EuGH-Urteil zur Grunderwerbsteuer bei Umstrukturierungen | McDermott Skip to main content

Portugiesische Grunderwerbsteuer bei Umstrukturierungen verstößt gegen Unionsrecht – Signalwirkung für Deutschland

Überblick


Mit Urteil vom 4. Juni 2026 in der Rechtssache C‑837/24 „Nova Iberomoldes“ hat der EuGH entschieden, dass die portugiesische Grunderwerbsteuer bei Umstrukturierungen gegen die Kapitalansammlungsrichtlinie (RL 2008/7/EG) verstößt. Fraglich war, ob Grunderwerbsteuer erhoben werden darf, wenn das Kapital einer neu gegründeten Gesellschaft durch die Einlage von Anteilen an grundbesitzhaltenden Gesellschaften aufgebracht wird. Nach Ansicht des Gerichtshofs stellt die Grunderwerbsteuer eine indirekte Steuer dar, deren Erhebung in einer solchen Konstellation gegen die Kapitalansammlungsrichtlinie verstößt.

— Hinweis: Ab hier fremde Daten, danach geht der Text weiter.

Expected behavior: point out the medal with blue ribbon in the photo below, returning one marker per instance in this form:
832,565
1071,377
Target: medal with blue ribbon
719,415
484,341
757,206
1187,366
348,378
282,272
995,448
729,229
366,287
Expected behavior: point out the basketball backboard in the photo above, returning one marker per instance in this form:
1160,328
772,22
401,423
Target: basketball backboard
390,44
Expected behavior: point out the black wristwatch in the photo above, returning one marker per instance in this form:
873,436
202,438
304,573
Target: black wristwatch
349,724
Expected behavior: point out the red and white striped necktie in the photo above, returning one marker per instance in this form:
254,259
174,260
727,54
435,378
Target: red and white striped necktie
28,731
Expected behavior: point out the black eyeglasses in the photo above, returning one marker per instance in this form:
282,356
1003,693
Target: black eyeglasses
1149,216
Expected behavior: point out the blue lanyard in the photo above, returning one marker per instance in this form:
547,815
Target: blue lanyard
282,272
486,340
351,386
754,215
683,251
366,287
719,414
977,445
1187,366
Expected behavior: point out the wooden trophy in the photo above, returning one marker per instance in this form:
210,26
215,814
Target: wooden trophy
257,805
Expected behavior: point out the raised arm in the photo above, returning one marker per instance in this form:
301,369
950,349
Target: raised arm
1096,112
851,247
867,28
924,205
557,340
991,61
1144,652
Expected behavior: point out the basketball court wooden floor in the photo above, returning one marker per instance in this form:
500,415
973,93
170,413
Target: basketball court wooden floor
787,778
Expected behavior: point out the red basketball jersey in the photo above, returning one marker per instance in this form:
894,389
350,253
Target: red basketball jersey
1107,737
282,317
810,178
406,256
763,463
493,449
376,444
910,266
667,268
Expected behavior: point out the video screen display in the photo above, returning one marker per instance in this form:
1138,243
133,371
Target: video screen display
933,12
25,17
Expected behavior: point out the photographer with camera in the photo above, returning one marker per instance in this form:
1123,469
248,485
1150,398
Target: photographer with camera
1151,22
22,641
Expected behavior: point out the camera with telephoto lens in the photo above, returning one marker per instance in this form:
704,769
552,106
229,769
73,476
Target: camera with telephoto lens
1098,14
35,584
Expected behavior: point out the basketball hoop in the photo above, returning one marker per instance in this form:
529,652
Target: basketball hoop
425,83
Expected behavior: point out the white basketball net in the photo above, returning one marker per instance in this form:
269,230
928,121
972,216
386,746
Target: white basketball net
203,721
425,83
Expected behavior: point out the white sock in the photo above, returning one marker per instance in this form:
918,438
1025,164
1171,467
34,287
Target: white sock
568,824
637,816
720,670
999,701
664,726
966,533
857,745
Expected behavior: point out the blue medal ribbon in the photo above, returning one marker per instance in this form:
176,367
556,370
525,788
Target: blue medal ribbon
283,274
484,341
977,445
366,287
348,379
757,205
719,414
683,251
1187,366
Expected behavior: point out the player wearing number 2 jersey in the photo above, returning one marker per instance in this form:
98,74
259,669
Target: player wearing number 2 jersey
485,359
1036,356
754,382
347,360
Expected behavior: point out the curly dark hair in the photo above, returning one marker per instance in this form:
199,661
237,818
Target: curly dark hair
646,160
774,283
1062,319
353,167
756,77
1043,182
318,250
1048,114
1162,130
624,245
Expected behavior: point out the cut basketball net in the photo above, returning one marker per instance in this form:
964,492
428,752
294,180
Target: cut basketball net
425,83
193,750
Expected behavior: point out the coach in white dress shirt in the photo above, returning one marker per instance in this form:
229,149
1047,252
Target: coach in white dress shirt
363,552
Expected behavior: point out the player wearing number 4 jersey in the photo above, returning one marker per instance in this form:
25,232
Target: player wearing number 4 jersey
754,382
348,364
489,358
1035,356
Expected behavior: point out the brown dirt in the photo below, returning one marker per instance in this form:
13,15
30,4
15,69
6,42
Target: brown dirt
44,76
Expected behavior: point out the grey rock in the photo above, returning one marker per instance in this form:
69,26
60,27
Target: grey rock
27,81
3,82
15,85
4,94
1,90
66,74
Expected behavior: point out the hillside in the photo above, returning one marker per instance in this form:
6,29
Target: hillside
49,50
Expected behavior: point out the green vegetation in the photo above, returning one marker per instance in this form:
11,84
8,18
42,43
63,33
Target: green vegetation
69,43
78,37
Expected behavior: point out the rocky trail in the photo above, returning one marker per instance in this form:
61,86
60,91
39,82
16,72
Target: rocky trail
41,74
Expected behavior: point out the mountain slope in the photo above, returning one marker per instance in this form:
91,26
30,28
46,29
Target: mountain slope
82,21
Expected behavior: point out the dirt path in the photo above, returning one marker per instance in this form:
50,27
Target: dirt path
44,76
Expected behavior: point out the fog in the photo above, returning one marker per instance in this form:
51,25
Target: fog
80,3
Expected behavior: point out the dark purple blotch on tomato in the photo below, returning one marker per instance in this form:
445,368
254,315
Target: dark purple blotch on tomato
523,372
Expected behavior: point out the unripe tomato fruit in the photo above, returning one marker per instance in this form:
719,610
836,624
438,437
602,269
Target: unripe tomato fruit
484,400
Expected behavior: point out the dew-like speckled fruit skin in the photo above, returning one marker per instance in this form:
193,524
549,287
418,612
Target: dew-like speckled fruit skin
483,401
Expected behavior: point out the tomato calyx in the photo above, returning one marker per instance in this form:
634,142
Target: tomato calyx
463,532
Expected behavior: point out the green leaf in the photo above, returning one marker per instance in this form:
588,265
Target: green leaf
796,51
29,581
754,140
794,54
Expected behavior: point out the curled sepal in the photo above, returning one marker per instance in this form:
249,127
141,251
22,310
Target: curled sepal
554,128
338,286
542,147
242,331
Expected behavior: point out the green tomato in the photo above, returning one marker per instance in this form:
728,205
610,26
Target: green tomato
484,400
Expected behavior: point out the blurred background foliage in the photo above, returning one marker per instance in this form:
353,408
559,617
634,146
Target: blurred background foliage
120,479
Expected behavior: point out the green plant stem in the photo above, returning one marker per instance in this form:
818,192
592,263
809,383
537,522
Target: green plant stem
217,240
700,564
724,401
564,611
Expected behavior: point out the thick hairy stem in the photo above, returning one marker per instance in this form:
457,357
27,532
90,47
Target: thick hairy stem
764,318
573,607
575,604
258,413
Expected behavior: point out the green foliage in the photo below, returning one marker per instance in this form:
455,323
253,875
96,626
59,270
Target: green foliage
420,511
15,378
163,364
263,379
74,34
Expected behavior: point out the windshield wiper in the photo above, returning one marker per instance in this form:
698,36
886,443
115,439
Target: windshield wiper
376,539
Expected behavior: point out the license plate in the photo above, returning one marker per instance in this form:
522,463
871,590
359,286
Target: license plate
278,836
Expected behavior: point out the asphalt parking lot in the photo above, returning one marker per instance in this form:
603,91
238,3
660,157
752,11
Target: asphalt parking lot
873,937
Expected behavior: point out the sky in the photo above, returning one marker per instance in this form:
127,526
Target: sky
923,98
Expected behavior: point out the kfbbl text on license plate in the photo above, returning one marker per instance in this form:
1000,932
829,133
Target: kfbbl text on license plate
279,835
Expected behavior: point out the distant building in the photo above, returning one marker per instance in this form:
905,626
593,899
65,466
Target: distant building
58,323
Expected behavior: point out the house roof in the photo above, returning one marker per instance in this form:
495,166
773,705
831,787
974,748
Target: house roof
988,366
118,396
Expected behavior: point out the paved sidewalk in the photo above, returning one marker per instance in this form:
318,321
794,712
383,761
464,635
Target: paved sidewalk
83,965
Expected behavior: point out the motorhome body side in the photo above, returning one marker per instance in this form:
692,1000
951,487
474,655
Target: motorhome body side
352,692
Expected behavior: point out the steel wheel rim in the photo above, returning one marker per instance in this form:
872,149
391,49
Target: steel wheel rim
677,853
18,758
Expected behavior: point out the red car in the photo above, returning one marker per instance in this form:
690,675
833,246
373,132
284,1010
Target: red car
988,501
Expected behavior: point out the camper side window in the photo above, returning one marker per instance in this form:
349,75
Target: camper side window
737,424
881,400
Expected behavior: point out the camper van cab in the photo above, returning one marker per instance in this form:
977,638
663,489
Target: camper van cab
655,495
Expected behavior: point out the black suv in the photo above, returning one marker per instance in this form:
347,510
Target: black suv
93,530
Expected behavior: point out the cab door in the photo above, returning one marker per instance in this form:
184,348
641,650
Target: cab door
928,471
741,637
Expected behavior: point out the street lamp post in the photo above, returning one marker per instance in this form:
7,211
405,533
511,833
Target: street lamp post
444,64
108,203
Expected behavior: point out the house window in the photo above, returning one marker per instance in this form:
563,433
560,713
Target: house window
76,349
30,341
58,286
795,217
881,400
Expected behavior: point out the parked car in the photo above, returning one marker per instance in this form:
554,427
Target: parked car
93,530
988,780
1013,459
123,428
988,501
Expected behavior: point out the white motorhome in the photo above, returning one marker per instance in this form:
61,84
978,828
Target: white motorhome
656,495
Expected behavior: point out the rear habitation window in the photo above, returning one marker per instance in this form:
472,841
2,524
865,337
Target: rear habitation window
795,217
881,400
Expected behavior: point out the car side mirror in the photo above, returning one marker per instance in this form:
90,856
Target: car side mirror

Das Urteil dürfte auf die deutsche Grunderwerbsteuer übertragbar sein:

  • Auch in Deutschland unterliegt die Übertragung / Vereinigung von mindestens 90% der Anteile an grundbesitzhaltenden Gesellschaften der Grunderwerbsteuer.
  • Werden Anteile an grundbesitzhaltenden Gesellschaften im Rahmen von Umstrukturierungen (u.a. Verschmelzungen, Ausgliederungen und Einbringungen) übertragen, ist nach § 6a GrEStG eine Steuerbefreiung möglich. Die Gewährung der Steuerbefreiung gilt jedoch nur für bestimmte Maßnahmen und ist an die Erfüllung von Beteiligungsschwellen (95%) sowie an strenge Vor- und Nachbehaltensfristen (je fünf Jahre) geknüpft.
  • Die Grundsätze des Urteils „Nova Iberomoldes“ sollten auch die deutsche Grunderwerbsteuer übertragbar sein. Für Anteilsübertragungen im Zuge von Umstrukturierungen könnte die Erhebung von Grunderwerbsteuer einen unionsrechtswidrigen Verstoß gegen die Kapitalansammlungsrichtlinie darstellen. Auf die Erfüllung der Voraussetzungen für die Steuerbefreiung nach § 6a GrEStG käme es dann nicht mehr an.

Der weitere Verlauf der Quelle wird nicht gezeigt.